Tema salari. Come alzarli? “Nei settori del commercio e del turismo – rivela il Direttore di Confesercenti Bologna – i contratti sono stati rinnovati di recente e con notevoli strumenti sulla flessibilità. Il lavoro a tempo parziale è un’esigenza sia delle imprese che dei lavoratori. Se i salari dei lavoratori sono bassi, la colpa non è degli imprenditori. Ma è da ricercare nella differenza tra quanto un lavoratore costa ad un imprenditore e quanto prende come netto in busta paga. Una differenza dovuta alla tassazione, ai contributi previdenziali e a tutte quelle articolazioni normative che consentono allo Stato di prendersi una buona fetta dello stipendio mensile che dovrebbe finire in tasca al lavoratore”.

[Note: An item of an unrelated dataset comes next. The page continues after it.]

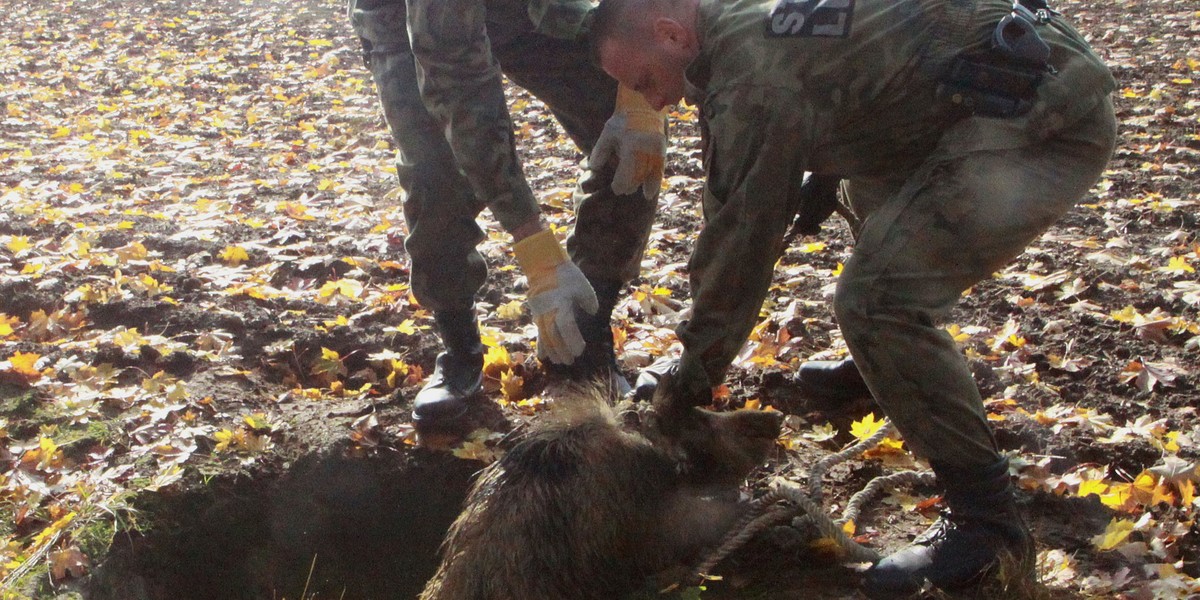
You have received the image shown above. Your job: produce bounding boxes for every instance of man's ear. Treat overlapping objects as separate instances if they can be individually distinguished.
[654,17,688,48]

Ed ecco, infine, una richiesta precisa alla Politica, a tutti i livelli. “Invece di provare ogni volta ad intestarsi meriti che sono delle imprese – sottolinea Loreno Rossi di Confesercenti Bologna – provi a lavorare per creare le condizioni perché le imprese possano produrre, investire e lavorare al meglio, a tutti i livelli. Locali e nazionali. Invece di pensare ad affibbiarsi medaglie, la Politica assolva ai propri i compiti. Molte volte ci pare che metta in campo ostacoli, vincoli, lacci, lacciuoli. Se la Politica vuole aiutare i salari, pensi a mettere in atto sistemi per lo sgravio delle tasse sul lavoro e sui contributi previdenziali in busta paga”.